Déclaration de Nathalie Arthaud sur l'affaire Alstom

Communiqué
02/05/2014

Montebourg ressemble à ces bonimenteurs de foire, payés pour raconter et vendre n'importe quoi à des gogos ; parce que son histoire de patriotisme économique, c'est ça !

Regardez son cinéma autour d'Alstom ! Il s'excite et fait mine d'œuvrer pour l'intérêt supérieur en poussant l'offre de Siemens. Mais Hollande et les ministres qui s'agitent autour de lui savent que la décision ne leur appartient pas. Ils savent que, dans cette société, le pouvoir est dans les mains de ceux qui détiennent les capitaux.

Si les grands actionnaires d'Alstom, à commencer par Bouygues, actionnaire pour 29%, trouvent plus d'intérêt à vendre à GE qu'à Siemens, ils vendront à GE. N'en déplaise au gouvernement, à Montebourg et ses sornettes patriotiques.

Sornettes patriotiques vraiment, car ce que ne dit pas Montebourg, c'est que les turbines à gaz fabriquées par Alstom l'ont été pendant une décennie sous licence GE, sous licence américaine. Et cela ne posait pas de problème d'indépendance !

Alstom avec ses 18 000 salariés en France et ses 70 000 salariés dans le monde, avec son activité essentiellement tournée vers l'exportation n'est pas plus « française » que GE avec ses 11 000 salariés !

Qu'ils soient Français, Américains, Allemands, Chinois ou autres, tous les groupes capitalistes sont à mettre dans le même sac. Et les travailleurs de Belfort en savent quelque chose. Qu'ils travaillent chez Alstom ou chez GE, ils ont été confrontés aux suppressions d'emplois, aux restructurations, au chantage à la compétitivité. Seule différence... GE paye mieux qu'Alstom !

Comme l'a dit un ouvrier d'Alstom, « peu importe la couleur du bleu de travail, l'important est d'avoir du travail ». Alors, laissons les bonimenteurs de foire discourir sur l'indépendance de la France et pleurer sur la perte des « fleurons français » qui ne sont ni des fleurons ni « français ». Ils ne sont bons qu'à cela.

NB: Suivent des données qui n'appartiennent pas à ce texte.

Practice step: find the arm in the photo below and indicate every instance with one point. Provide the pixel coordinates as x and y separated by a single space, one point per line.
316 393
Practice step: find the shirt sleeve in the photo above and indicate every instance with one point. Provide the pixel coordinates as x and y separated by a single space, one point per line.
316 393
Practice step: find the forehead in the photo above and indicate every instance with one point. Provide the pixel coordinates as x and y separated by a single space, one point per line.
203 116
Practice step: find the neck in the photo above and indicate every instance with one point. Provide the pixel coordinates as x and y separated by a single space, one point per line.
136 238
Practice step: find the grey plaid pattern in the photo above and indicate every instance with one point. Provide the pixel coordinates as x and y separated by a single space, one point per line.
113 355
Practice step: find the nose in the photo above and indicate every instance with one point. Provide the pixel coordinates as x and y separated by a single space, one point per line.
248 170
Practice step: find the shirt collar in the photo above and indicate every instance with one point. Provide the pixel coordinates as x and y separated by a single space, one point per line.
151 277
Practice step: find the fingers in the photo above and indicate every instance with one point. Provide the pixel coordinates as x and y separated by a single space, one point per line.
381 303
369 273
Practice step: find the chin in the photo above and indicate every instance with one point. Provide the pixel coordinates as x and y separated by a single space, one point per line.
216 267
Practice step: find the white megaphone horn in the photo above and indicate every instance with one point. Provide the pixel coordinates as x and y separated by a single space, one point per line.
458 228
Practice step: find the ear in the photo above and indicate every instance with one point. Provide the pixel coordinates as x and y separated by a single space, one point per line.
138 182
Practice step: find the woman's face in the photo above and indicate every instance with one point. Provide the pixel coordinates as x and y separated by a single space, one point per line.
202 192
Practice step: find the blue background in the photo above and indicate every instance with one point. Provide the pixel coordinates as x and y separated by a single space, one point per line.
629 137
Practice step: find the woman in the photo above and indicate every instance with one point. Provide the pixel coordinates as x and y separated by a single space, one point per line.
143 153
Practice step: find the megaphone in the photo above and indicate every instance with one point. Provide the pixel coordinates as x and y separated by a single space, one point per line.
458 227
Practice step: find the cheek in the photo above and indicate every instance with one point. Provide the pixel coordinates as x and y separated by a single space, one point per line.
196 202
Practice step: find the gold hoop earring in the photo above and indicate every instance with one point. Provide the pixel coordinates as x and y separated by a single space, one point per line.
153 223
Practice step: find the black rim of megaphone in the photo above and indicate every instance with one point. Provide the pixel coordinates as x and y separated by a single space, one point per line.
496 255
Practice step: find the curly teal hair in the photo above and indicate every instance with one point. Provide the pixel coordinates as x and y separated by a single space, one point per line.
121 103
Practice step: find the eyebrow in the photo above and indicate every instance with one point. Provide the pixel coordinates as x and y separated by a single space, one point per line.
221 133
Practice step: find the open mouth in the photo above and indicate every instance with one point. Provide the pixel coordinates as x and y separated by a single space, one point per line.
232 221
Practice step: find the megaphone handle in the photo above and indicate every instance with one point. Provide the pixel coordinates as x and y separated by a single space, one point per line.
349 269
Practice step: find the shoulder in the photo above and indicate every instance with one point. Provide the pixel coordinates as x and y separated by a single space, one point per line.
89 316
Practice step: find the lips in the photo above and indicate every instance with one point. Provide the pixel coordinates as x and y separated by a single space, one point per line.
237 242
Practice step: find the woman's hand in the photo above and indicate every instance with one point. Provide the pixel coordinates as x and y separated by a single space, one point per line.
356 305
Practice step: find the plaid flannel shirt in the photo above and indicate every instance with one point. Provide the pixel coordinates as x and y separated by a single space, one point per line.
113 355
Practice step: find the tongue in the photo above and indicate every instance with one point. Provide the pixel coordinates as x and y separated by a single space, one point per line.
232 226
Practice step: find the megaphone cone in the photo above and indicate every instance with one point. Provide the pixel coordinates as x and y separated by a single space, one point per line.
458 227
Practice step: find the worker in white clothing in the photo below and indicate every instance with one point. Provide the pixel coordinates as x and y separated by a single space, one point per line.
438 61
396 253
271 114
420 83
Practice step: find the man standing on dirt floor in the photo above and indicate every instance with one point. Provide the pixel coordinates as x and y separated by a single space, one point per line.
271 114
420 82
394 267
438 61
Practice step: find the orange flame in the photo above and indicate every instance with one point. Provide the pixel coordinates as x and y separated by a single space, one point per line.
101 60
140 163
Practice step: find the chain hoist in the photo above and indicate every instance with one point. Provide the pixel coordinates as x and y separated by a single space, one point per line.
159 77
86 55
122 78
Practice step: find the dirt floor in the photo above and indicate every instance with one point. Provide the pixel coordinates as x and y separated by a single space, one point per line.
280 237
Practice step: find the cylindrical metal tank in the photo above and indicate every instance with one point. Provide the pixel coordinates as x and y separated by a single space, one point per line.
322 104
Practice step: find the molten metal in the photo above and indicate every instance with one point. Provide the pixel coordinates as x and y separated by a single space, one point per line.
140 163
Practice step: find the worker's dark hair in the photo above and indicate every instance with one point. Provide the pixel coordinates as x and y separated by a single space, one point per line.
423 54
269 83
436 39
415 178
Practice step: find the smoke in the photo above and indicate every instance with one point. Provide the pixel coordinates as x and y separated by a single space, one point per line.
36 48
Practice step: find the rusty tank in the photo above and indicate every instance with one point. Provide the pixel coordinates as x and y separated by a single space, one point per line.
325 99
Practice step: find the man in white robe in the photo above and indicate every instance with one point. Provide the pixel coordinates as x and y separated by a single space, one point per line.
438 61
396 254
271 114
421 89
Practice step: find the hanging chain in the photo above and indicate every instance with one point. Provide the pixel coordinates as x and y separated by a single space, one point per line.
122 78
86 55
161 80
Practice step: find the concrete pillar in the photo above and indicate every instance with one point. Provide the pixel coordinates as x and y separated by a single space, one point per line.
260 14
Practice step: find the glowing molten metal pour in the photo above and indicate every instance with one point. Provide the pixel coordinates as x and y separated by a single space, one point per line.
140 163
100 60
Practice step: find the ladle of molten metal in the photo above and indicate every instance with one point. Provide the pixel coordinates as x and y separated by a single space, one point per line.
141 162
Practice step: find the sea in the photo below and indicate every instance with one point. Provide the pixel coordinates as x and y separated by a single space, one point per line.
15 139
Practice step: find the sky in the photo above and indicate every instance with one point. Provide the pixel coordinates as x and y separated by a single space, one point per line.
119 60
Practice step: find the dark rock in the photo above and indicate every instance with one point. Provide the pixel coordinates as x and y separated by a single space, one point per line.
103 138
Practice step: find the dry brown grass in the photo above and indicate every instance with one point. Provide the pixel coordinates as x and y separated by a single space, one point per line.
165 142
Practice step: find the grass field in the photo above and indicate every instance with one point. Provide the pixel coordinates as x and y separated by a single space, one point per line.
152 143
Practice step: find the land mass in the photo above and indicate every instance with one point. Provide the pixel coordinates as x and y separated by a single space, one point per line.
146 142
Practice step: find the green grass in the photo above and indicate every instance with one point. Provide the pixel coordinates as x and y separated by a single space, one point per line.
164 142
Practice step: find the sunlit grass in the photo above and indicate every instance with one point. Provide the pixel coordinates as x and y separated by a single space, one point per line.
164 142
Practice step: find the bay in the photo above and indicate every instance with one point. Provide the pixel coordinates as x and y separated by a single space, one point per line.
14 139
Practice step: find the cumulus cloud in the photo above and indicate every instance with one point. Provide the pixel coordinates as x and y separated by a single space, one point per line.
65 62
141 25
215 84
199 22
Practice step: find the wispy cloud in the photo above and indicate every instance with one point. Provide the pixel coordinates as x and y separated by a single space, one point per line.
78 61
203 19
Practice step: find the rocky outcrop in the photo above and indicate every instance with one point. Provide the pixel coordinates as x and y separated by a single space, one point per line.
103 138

Oui, il y a de quoi être révolté par ce Monopoly capitaliste où les travailleurs sont vendus, achetés, loués, licenciés comme s'ils étaient des pions et sans, bien sûr, qu'ils aient leur mot à dire. Où il n'y a que les profits, la rentabilité, les actions en bourse qui comptent.

Si nous sommes communistes révolutionnaires c'est justement parce que nous pensons qu'il faut organiser collectivement la société pour qu'elle réponde aux besoins de tous, et cela nécessite de renverser cette dictature du grand capital.